Both negative samples (samples 31 and 32) were obtained from clinically healthy blood donors without evidence for a tick bite or acute or recent Lyme disease in their medical history and tested negative in the reference laboratories. Not surprisingly, the pass rates including the clinical comments were encouraging (90%–99%). A graphic display of immunoblot banding distribution was left out this time because mainly p41 was recognized upon immunoblot testing.

Sample 61 was donated by a healthy blood donor without evidence for tick bites or known manifestation of Lyme disease in his medical history. Sample 62 originated from a patient with a successfully treated facial palsy apx. 1 month after the infection and showed pronounced IgM antibody titers together with weakly reactive IgG test results. The constellation of test results in the immunoblot corresponds well to an early phase of the borrelia-specific immune response. Both the test-specific over all pass rates (85%–99%) as well as the quality of the clinical comments (overall pass rates: 76%) have been encouraging again.

3.18 Helicobacter pylori serology (334)

Samples 31 and 32 were obtained from clinically healthy blood donors. Sample 31 revealed no evidence for immunological contact with Helicobacter pylori.

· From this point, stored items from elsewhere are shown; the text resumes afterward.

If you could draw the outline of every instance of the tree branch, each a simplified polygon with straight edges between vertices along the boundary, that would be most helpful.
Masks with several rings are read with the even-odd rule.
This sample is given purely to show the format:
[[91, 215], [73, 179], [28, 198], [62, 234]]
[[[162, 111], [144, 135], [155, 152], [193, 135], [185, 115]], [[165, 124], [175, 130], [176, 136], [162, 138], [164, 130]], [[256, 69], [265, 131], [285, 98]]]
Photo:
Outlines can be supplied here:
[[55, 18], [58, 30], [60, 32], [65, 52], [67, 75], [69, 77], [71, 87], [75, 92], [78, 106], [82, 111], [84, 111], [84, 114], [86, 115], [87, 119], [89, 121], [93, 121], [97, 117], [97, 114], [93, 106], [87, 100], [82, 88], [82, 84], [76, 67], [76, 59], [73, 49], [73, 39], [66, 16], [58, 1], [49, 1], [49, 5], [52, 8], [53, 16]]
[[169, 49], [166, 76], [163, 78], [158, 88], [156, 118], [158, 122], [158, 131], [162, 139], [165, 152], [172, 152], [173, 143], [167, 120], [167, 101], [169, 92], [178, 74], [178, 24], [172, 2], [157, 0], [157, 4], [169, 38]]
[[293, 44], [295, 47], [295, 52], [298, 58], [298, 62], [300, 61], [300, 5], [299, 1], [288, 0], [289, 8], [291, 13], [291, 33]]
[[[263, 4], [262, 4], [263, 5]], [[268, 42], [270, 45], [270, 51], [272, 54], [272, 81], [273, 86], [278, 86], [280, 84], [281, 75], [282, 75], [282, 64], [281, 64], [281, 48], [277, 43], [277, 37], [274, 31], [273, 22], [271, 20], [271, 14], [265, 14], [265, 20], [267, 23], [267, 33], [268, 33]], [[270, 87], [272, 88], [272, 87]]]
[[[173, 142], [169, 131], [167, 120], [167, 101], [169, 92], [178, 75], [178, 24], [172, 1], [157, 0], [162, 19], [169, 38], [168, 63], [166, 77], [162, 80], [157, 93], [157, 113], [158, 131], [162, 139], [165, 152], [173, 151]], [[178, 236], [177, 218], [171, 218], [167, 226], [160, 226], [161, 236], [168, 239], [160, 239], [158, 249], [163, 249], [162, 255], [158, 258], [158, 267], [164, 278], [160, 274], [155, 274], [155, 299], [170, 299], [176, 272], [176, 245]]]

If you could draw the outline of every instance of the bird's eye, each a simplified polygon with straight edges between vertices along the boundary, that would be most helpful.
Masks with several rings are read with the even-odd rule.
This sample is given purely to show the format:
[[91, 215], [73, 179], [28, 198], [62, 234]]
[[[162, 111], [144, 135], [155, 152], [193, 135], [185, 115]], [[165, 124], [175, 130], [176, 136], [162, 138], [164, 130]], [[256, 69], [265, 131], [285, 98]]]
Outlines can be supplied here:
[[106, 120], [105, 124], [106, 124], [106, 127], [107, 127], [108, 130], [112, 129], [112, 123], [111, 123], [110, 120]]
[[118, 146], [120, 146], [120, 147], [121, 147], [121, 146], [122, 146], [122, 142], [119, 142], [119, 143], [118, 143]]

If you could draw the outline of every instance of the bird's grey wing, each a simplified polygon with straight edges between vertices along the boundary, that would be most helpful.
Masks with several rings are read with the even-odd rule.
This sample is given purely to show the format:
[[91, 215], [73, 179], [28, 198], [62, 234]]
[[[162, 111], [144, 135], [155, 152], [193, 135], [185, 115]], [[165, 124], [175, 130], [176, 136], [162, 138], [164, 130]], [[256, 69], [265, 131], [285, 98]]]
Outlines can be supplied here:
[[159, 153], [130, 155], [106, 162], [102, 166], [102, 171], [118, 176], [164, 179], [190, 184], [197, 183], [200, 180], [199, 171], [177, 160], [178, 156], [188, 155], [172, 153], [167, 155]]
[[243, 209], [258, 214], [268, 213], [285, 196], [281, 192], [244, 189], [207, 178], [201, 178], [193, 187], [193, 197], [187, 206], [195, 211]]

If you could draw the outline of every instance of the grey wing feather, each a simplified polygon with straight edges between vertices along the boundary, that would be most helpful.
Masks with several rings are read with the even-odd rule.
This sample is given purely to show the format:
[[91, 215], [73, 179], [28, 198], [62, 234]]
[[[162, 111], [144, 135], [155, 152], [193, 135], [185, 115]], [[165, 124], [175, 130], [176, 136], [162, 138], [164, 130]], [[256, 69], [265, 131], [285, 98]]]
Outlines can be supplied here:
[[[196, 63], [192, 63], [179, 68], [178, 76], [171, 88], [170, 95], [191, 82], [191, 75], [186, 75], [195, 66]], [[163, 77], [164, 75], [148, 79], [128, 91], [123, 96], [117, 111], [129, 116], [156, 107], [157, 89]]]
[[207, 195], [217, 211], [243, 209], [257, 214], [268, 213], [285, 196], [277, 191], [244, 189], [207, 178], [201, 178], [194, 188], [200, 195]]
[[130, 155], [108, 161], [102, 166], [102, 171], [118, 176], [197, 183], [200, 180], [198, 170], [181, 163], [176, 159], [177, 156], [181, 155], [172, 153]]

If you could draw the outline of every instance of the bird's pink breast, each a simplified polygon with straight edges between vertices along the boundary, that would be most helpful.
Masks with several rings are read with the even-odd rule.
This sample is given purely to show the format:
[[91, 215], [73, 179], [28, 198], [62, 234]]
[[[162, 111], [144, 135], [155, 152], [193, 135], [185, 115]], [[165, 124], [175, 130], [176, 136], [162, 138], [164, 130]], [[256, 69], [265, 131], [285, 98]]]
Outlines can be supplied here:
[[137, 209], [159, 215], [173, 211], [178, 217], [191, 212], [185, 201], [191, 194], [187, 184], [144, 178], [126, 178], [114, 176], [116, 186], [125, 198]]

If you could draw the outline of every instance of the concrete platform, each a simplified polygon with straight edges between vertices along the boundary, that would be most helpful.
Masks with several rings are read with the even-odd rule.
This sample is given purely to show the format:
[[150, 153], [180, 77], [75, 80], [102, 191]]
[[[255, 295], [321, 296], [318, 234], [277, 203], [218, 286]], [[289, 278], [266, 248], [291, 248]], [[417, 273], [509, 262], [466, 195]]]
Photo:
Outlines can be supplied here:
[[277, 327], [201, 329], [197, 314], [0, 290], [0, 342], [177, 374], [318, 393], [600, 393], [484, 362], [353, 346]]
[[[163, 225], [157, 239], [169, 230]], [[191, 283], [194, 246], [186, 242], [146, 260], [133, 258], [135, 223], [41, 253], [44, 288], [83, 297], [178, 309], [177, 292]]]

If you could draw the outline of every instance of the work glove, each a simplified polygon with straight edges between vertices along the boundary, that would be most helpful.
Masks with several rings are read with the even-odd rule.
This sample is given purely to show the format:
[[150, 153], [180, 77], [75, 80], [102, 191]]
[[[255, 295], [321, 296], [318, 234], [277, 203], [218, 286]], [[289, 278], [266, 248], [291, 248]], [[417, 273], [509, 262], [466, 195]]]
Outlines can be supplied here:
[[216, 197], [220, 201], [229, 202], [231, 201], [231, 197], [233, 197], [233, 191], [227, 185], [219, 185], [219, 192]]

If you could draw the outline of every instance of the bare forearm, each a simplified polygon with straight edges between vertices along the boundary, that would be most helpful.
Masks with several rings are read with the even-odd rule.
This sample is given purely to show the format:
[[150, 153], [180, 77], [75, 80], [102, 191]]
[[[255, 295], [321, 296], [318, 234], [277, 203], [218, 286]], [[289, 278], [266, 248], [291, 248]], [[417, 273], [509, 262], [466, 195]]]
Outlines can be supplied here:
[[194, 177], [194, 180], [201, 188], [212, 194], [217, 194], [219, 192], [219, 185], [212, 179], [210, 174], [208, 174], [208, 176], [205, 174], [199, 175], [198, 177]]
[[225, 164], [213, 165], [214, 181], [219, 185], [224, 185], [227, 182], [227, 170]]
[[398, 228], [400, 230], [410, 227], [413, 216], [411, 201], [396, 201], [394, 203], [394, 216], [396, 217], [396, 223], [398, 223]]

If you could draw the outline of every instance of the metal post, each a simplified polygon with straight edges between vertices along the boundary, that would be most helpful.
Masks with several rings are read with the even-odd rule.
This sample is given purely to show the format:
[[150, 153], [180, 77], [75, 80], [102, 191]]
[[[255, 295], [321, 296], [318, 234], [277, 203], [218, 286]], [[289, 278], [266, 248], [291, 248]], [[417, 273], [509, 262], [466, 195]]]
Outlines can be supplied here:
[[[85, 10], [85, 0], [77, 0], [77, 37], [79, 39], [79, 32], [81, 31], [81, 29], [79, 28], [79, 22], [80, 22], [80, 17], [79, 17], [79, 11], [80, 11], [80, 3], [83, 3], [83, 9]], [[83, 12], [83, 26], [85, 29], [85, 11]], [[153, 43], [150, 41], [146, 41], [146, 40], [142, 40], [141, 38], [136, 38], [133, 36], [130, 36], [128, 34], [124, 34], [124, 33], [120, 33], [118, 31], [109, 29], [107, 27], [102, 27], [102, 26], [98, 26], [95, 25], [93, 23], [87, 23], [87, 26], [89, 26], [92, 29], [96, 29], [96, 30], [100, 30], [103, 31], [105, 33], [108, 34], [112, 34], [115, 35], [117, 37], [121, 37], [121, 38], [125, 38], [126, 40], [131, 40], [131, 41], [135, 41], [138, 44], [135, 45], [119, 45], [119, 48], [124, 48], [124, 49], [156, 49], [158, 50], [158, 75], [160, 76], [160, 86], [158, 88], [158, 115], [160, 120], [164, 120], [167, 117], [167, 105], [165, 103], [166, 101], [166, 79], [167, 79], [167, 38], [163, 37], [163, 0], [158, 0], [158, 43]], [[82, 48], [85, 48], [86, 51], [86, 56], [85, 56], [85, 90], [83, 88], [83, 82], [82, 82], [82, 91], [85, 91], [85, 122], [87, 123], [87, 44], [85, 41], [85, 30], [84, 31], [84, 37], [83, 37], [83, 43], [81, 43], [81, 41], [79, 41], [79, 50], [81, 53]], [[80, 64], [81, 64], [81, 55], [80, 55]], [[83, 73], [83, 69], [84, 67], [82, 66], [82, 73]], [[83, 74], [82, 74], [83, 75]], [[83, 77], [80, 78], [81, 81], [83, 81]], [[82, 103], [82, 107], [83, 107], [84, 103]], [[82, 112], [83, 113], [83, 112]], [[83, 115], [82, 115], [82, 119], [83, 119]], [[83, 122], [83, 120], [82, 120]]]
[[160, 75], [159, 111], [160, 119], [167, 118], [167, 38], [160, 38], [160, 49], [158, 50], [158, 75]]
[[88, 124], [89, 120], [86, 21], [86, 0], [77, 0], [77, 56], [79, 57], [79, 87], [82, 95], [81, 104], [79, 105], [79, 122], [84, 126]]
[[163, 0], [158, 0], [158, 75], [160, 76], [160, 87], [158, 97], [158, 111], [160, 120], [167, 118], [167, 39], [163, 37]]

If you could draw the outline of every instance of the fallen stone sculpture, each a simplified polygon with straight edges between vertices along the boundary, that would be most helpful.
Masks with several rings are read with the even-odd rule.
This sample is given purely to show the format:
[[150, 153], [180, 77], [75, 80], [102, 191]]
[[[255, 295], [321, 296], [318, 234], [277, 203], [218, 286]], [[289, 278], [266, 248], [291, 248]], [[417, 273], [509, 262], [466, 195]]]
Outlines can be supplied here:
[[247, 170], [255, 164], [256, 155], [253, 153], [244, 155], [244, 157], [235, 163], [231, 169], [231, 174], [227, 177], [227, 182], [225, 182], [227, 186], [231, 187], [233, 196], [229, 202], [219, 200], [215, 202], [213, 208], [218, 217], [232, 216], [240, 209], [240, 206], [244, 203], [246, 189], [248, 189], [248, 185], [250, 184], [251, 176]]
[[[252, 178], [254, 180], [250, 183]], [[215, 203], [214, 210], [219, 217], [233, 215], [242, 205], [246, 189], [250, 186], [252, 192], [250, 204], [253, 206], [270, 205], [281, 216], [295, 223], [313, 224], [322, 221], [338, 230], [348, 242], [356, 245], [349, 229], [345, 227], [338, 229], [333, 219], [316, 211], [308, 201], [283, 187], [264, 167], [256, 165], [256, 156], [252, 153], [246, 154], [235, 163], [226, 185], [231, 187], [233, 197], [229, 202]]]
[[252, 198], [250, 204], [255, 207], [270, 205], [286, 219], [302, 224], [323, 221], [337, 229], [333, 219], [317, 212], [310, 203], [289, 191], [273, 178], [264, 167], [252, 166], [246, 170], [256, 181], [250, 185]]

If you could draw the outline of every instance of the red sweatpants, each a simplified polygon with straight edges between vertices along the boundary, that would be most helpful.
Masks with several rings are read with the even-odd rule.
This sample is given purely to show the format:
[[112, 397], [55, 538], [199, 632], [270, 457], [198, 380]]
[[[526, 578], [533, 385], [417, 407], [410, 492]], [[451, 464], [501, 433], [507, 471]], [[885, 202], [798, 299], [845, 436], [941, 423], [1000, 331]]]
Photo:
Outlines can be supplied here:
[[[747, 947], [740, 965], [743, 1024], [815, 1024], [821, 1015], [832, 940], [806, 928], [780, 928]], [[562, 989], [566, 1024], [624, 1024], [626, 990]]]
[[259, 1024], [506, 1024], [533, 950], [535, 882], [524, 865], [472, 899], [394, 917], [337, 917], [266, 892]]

However, specific IgG antibodies and additional IgA antibodies in the cutoff range were detectable in sample 32. The serological findings indicate an infection or colonization and further diagnostic clarification is recommended. The pass rates are in the range between 95% and 99%. The negative sample 61 was obtained from a healthy blood donor. The positive sample 62 showed positive IgG and IgA antibody reactivity upon ELISA and immunoblot testing. The sample originated from a helicobacter-positive patient and was obtained shortly after eradication therapy ended. The constellation of results was interpreted as corresponding to infection or colonization with helicobacter both by the reference laboratories and most of the participants (overall pass rates: 94%–99%).


4 Discussion

Overall, the evaluation of the current laboratory survey in bacteriologic infection serology was unproblematic and pass rates for most of the parameters examined were found within the range of previous surveys. As outlined above in the more detailed synopsis for the different parameters the actual proficiency testing survey of 2018 also clearly shows the advantages and limitations of the different analytes and diagnostic methods. Again, syphilis and borrelia serology turned out to be the most reproducible diagnostic methods, together with parameters such as procalcitonine or anti-streptococcal antibodies, in comparison to the other parts of the survey. In general, there has been a steady progress when it comes to the pass rates of diagnostics for the different pathogens and analytics over the years. Unfortunately, this does not hold through for parameters like the chlamydia, campylobacter, pertussis, and salmonella serology. Such parameters are clearly called into question when it comes to both their performance in external quality control surveys and their practical analytic value, and importance under routine diagnostic conditions. Consequently, such limitations should be transparently communicated in medical diagnostic guidelines and maybe lead to the propagation of alternative better suited assay formats, and technical approaches for the laboratory detection of such pathogens.


Notes

Competing interests

The authors declare that they have no competing interests.